Wenn man zu den immensen Übernahmekosten (für relativ kleine Firmen wie SuccessFactor, Ariba, ...) die Milliarden hinzurechnet die SAP für die Haus-eigene Cloud-Lösung Business-By-Design seid über einem Jahrzehnt investiert hat, darf man den Betrag den SAP für Umsätze im Cloud-Computing kalkuliert (183 Millionen Euro) wohl als absolut mickrig bezeichnen

u1w1e

18.07.2013, 09:55 Uhr

Den Satz "Der Walldorfer Software-Konzern SAP hat in den vergangenen Jahren hohe Milliardenbeträge für GROßÜBERNAHMEN ausgegeben" sollte man wie folgt korrigieren: "Der Walldorfer Software-Konzern SAP hat in den vergangenen Jahren hohe Milliardenbeträge für KLEINE ÜBERNAHMEN ausgegeben."
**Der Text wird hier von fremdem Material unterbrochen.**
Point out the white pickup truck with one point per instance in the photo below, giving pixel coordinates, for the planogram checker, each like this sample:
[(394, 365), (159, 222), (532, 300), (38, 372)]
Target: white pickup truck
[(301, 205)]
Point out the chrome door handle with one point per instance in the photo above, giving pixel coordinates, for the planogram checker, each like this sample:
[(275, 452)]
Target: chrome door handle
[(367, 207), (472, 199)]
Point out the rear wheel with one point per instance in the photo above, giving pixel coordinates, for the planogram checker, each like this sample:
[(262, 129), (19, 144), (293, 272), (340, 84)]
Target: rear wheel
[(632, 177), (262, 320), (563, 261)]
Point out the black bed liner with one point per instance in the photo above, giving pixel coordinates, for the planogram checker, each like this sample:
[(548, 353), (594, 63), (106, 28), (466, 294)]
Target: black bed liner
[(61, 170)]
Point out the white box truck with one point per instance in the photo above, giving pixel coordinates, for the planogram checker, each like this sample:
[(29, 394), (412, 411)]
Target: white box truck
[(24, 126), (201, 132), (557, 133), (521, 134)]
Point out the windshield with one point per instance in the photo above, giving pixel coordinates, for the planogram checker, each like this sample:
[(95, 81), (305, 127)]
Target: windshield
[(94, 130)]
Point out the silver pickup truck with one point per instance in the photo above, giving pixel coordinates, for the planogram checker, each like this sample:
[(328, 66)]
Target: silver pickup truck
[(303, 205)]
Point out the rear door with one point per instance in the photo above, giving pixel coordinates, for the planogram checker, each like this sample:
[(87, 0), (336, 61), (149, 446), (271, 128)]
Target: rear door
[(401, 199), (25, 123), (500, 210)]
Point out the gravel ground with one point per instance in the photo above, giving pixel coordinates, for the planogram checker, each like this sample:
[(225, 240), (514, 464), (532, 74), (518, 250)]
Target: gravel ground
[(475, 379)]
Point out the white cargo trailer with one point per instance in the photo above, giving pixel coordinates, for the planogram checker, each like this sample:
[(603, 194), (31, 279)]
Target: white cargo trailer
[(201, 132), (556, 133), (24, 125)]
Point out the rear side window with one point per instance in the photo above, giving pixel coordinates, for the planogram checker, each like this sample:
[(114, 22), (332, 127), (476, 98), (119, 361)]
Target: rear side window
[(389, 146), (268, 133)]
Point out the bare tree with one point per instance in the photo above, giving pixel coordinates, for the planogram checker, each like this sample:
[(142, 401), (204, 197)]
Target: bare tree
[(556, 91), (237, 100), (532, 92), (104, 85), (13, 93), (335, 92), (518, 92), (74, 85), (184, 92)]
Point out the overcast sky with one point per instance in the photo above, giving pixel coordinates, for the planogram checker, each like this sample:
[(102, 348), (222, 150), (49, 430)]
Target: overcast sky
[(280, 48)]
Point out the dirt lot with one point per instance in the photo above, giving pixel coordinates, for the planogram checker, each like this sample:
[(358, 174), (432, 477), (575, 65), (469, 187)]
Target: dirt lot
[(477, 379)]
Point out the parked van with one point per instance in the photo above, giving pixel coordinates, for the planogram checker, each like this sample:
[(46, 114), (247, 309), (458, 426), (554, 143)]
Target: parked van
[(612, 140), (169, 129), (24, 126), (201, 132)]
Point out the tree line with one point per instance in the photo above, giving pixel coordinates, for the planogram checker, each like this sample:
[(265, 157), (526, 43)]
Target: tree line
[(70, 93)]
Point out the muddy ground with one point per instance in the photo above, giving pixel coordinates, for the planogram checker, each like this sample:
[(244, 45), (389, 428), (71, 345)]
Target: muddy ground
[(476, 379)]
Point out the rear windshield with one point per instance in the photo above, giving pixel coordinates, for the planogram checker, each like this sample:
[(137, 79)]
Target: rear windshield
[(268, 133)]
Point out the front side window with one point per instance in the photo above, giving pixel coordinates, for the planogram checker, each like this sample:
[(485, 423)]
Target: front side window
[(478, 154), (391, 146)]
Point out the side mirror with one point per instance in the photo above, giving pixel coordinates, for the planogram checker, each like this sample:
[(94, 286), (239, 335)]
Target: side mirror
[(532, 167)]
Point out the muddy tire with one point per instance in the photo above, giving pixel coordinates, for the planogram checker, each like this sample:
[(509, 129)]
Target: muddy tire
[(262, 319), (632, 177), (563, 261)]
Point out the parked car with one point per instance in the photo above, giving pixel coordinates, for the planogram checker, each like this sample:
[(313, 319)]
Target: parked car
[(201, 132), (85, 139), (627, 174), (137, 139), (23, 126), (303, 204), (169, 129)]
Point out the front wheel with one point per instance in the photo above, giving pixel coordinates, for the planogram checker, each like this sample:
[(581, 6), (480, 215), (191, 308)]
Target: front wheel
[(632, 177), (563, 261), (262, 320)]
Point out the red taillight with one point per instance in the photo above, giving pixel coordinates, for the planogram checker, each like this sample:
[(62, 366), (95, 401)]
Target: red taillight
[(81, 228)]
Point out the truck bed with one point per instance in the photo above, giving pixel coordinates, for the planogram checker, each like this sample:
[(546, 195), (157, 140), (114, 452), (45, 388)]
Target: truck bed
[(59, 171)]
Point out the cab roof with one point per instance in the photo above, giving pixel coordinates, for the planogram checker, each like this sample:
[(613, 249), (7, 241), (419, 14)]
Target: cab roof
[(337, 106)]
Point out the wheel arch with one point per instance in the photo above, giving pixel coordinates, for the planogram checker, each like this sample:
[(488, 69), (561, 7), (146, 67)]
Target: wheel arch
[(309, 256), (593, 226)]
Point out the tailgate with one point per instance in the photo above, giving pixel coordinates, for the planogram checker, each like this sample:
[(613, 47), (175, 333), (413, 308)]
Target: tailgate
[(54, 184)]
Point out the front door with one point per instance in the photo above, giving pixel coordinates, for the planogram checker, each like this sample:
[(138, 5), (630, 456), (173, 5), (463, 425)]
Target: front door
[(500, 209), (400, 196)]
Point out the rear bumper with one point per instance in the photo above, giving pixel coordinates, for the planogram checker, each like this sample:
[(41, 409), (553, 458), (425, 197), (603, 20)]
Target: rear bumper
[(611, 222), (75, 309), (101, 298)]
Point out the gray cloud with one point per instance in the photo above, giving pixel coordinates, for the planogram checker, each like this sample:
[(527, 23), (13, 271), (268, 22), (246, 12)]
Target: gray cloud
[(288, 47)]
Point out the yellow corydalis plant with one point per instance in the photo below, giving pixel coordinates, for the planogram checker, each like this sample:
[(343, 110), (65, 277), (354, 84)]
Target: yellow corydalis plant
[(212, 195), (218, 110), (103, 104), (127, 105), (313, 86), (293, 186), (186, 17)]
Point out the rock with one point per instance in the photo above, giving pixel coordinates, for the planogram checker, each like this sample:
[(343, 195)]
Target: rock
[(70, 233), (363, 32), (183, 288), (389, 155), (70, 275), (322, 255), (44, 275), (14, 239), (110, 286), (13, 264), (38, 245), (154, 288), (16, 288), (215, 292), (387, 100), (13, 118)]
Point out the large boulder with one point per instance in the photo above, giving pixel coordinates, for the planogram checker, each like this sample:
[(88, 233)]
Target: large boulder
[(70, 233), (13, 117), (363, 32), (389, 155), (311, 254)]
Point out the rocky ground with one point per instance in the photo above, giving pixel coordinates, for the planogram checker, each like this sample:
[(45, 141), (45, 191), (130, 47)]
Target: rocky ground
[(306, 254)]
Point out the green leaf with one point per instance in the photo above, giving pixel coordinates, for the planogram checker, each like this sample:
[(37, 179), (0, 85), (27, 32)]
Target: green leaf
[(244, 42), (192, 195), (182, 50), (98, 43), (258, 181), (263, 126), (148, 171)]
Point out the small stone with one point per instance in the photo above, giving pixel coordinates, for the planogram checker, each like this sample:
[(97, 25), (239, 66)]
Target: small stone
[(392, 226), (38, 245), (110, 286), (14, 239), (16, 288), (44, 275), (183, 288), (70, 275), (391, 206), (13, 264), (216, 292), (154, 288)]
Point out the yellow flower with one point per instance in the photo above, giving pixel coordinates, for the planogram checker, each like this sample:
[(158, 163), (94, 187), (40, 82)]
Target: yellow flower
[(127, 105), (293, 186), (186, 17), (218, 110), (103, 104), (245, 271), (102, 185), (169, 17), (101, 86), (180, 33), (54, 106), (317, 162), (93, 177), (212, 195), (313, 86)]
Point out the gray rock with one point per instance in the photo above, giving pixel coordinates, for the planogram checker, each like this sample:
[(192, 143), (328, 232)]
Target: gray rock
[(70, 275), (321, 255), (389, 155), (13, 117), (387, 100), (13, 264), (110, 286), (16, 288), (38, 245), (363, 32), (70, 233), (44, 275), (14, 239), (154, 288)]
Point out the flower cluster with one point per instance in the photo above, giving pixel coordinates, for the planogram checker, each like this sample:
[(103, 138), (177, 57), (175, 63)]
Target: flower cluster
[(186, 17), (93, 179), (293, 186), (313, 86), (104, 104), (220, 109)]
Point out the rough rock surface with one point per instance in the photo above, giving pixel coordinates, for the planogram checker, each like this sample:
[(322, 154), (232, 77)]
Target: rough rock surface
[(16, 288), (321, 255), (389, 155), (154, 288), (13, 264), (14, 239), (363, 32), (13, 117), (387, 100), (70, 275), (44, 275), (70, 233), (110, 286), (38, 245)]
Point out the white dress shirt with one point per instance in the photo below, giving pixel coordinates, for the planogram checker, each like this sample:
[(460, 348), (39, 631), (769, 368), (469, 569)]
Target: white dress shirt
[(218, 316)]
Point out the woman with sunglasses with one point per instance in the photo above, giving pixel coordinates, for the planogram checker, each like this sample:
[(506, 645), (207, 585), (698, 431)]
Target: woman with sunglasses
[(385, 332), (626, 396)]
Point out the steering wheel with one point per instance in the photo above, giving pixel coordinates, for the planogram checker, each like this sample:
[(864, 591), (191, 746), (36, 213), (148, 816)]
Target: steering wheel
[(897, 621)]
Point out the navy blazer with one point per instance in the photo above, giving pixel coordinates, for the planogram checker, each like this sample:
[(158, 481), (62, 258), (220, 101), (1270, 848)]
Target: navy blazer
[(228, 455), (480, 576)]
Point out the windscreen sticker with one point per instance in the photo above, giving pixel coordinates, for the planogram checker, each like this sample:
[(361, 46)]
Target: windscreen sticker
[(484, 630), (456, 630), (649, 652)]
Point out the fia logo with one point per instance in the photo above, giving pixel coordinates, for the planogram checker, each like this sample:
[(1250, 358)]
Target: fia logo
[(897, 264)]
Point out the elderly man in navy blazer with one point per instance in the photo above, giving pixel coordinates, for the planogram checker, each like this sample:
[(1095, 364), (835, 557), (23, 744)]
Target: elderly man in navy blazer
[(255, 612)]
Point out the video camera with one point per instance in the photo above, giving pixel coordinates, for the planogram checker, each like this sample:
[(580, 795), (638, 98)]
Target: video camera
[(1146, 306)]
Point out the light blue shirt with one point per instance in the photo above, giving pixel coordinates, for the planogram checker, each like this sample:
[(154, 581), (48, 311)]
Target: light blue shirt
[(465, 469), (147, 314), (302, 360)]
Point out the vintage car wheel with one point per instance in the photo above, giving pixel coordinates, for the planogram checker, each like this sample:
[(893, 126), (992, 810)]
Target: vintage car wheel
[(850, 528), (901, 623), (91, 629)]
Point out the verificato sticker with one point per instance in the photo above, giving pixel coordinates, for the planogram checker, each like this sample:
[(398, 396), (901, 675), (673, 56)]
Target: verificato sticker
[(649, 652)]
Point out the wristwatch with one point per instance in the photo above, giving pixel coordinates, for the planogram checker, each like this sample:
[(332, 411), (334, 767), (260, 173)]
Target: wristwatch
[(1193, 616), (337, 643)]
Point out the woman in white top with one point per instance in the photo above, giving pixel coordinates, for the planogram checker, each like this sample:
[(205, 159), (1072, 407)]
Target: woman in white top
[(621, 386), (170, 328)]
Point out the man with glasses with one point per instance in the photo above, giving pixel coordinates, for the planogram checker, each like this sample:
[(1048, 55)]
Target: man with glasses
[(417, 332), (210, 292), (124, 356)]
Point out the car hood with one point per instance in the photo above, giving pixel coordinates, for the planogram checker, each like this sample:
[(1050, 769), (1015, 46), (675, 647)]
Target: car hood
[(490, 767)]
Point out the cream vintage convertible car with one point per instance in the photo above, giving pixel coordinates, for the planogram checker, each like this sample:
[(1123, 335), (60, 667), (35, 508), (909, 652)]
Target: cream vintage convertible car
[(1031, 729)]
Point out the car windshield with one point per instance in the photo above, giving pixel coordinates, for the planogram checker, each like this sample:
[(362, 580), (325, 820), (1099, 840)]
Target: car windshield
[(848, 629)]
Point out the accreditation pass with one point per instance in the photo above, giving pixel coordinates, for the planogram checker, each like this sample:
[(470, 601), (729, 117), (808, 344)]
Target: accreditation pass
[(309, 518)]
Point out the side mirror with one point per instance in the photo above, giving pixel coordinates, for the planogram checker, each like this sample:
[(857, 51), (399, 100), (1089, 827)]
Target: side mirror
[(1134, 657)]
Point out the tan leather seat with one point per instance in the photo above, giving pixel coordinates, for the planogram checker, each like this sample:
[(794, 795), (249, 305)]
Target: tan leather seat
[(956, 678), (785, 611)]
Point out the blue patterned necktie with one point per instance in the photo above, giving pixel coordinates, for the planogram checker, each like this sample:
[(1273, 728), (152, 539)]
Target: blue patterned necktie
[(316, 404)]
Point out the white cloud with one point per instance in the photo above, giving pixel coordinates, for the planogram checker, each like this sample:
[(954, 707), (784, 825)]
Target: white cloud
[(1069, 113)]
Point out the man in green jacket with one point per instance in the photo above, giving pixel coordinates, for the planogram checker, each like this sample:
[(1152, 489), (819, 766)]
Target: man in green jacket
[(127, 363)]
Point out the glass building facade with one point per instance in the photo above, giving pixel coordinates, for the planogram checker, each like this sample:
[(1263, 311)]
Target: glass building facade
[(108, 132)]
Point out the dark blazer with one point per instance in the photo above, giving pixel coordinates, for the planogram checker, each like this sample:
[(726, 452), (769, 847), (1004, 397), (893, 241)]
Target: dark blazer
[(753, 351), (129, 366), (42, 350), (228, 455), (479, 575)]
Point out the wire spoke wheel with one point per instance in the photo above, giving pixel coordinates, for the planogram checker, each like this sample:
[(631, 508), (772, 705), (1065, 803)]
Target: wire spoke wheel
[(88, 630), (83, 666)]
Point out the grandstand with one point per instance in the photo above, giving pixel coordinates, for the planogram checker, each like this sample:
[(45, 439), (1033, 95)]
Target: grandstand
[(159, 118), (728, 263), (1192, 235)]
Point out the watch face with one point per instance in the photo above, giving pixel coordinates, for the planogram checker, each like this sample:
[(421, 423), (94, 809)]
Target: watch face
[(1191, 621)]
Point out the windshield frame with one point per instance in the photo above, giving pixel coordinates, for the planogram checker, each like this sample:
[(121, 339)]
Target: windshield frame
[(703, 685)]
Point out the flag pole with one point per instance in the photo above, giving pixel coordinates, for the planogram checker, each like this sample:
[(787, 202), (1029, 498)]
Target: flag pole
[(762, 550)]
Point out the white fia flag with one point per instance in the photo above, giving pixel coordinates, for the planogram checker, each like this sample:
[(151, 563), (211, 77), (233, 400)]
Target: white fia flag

Wenn man zu den immensen Übernahmekosten (für relativ kleine Firmen wie SuccessFactor, Ariba, ...) die Milliarden hinzurechnet die SAP für die Haus-eigene Cloud-Lösung Business-By-Design seid über einem Jahrzehnt investiert hat, darf man den Betrag den SAP für Umsätze im Cloud-Computing kalkuliert (183 Millionen Euro) wohl als absolut mickrig bezeichnen

Krabak

18.07.2013, 11:29 Uhr

Dass sich aus den bisher noch gar nicht realisierten Reformatierungen der Wirtschaft, die sich zwangsläufig aus den sogen. Sparzwängen zur Haushaltssanierung ergeben werden, einen noch gar nicht vorstellbaren Umbau der bisherigen Wirtschaftssystem erfahren werden, hat mich jedenfalls veranlasst mein Portfolio zu Gunsten der traditionellen, konservativen Realwirtschaftswerte zu verändern.

Kostenmanagement und Automatisation schaffen keine realen Mehrwerte, dafür aber eine gewaltige Blase an Hoffnungen und Erwartungen, die bei den kommenden Rückführungen auf die Produktionswirtschaftswerte, die mit der Schaffung von Mehrwerten beschäftigt sind, vielleicht nicht mit einem lauten Knall, dafür aber zischend und über einen längeren Zeitraum dort landen werden, wo Telekom und Yahoo heute schon sind.